Selected hyperparameters of the DSM model were optimized using a grid search because the initial testing revealed an improved accuracy with tuning. The hyperparameters were learning rate (shrinkage factor), max depth (the maximum depth allowed in each regression tree), max features (the fraction of features considered at each split), minimum samples (the minimum number of samples needed for the creation of a leaf node in each regression tree), and subsampling (the fraction of samples used to construct each tree) (Table 3). Stochastic gradient boosting was achieved if the max features hyperparameter or subsampling was a fraction of 1. The hyperparameter learning rate, max depth, max features, and minimum samples and their ranges of testable values were chosen in accordance with recommendations on GBR optimization in scikit-learn [45]. Hyperparameter subsampling was added because Elith et al. [44] showed that stochastic GBR can increase the predictive accuracy. The best hyperparameters were found using cross-validation with prior shuffling of the dataset, five folds on the NV dataset, and always including JV in the calibration dataset. Lastly, the total amount of trees constructed was set at 1000 as recommended by Elith et al. [44]. Manual tuning of the learning rate was performed after the hyperparameter search. The hyperparameters were also set to the GBR models that predicted the lower and upper quantiles.

Table 3. Chosen hyperparameter settings after optimization via cross-validation. Note that “Max features” and “Subsampling” are float numbers denoted as a fraction of the total number of features/samples.

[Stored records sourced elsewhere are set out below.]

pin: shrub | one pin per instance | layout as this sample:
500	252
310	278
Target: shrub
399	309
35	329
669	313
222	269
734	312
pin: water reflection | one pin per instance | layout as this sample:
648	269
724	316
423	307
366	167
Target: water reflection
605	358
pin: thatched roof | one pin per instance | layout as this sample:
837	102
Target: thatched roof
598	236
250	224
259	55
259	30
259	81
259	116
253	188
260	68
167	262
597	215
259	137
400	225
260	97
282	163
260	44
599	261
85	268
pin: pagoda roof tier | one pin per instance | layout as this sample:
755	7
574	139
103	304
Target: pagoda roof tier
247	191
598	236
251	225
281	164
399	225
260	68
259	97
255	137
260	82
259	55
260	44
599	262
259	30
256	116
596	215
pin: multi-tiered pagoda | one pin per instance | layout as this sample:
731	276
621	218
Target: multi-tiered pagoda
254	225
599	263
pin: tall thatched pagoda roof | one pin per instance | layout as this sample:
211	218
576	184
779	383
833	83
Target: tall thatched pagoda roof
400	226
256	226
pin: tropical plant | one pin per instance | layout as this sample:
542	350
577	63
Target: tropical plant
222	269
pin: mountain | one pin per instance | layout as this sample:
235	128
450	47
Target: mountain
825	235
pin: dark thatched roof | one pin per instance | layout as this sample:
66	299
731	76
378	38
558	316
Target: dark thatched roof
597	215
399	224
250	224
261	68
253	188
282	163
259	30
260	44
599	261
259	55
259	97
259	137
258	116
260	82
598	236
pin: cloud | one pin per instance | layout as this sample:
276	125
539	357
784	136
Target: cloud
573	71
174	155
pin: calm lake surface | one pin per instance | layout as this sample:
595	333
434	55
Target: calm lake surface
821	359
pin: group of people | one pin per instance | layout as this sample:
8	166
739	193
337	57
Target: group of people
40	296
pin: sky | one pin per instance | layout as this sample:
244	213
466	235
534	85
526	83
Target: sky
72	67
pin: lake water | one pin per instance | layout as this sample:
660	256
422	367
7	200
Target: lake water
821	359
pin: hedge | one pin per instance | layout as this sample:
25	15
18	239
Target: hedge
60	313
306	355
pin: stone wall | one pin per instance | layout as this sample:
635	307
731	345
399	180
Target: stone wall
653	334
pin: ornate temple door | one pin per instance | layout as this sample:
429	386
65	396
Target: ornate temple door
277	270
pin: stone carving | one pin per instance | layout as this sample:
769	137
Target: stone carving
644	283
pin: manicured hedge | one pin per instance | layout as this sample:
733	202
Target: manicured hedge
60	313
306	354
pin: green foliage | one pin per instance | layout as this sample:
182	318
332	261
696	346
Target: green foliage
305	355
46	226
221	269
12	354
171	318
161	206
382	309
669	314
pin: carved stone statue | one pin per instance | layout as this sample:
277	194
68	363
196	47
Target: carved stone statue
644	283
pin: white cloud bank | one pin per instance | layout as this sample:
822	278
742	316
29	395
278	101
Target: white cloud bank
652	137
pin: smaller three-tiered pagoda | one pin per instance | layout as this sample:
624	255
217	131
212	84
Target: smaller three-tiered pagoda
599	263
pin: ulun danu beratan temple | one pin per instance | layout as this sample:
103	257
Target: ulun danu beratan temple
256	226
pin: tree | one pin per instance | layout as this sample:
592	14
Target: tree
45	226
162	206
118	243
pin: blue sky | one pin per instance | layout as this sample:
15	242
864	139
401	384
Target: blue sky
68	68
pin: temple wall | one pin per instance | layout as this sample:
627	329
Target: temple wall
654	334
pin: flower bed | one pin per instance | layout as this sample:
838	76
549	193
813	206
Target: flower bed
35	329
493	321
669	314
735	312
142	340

2.9. Cross-Validation and Covariate Importance

2.9.1. Cross-Validation

Both the PXRF model and the DSM model were validated using a cross-validation approach with five folds on the NV samples. For the DSM model, this was conducted with and without the addition of PXRF-predicted concentrations (i.e., the JV dataset) for calibration; in each iteration, all JV samples were used together with 80% of the NV samples for calibration of the DSM model. The remaining 20% of the NV samples were used to validate the DSM model. This cross-validation design was used to ensure that when the DSM model used the NV and JV dataset together for calibration, the validation was only done for the laboratory-analyzed Cd concentrations. Shuffling was done prior to validation of the DSM model with a different random seed than in the hyperparameter search to obtain folds that were as different as possible. The fold structures of the DSM model validation with and without the PXRF predictions were set to be identical.

2.9.2. Validation Metrics

Two metrics were used to assess the validation performance for the PXRF and DSM model, namely the mean absolute error (MAE) and the Nash–Sutcliffe model efficiency coefficient (E) [46]. An E of 1 would indicate perfect prediction by the model of the soil Cd concentrations in the validation samples. The same metrics were used in the hyperparameter search.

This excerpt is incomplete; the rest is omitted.